Vol. 15 No.1 (January 2005), pp.42-48

RIGHTS AND PREJUDICE: PROLEGOMENA TO A HERMENEUTICAL PHILOSOPHY OF LAW, by Jarkko Tontti. Aldershot: Ashgate Publishing, 2004. 210pp. Hardback. $99.95 / £55.00. ISBN 0-7546-2397-1.

Reviewed by Adam Gearey, School of Law, Birkbeck College, University of London.

Email: a.gearey@bbk.ac.uk

Rather than attempt to summarise the argument of this bold and powerful book by Jarkko Tontti, I will indicate its trajectory, and give some sense of the importance of its contribution to legal theory.

Tontti’s development of hermeneutics is primarily a working in and against Heidegger’ philosophy. Risking a distortion occasioned by compression, I would suggest that the animus of this work is a saving of law from the forgetfulness of the “everyday” and a jurisprudential/theoretical approach that has ignored an ontological approach to the law. We cannot hope to understand the law unless we return to first principles. This means appreciating the fundamental nature of Heidegger’s philosophy—but also that of Gadamer, and perhaps most importantly for the articulation of Tontti’s thesis, the work of Ricouer and Vattimo.
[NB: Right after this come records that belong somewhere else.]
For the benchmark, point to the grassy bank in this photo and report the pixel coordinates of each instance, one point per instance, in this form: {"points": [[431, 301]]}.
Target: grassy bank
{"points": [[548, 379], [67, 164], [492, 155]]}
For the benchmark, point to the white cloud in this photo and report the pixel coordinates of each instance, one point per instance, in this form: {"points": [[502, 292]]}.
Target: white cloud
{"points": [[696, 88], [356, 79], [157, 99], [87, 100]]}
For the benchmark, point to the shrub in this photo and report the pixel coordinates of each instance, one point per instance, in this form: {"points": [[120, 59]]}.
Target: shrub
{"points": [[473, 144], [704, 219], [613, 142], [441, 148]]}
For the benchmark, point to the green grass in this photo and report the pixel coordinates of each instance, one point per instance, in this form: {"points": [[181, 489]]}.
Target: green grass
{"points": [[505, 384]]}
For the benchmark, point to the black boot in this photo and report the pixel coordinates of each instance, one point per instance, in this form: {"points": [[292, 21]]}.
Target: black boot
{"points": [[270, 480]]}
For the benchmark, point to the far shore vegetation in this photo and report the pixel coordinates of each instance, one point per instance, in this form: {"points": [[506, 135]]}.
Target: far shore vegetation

This is indeed an ambitious project. We have to take seriously its self description as a “prolegomena” to a future hermeneutics of law and thus acknowledge a sense in which the present work is a clearing of the ground, a pioneering attempt to clear a path and open up a territory.

Tontti writes with clarity and passion. One of the strengths of this work is that it can be read as an introduction to debates within a tradition of legal theory that perhaps remains somewhat alien to an Anglo-American audience—at least, those who are not familiar with continental philosophical traditions. For those who lean towards Europe, this book can be understood as a challenge to articulate a tradition that has, of late, perhaps not received the attention that it has deserved in the Anglophone world—or has remained a background for more Hegelian, “deconstructive,” psychoanalytical, Foucauldian or Habermasian accounts of law. The avowed location of this work within Heideggarian philosophy means that its ballast is Dasein. How can this idea be written about in such a way that it means something to those who have never read Heidegger, while not insulting the intelligence of those who have?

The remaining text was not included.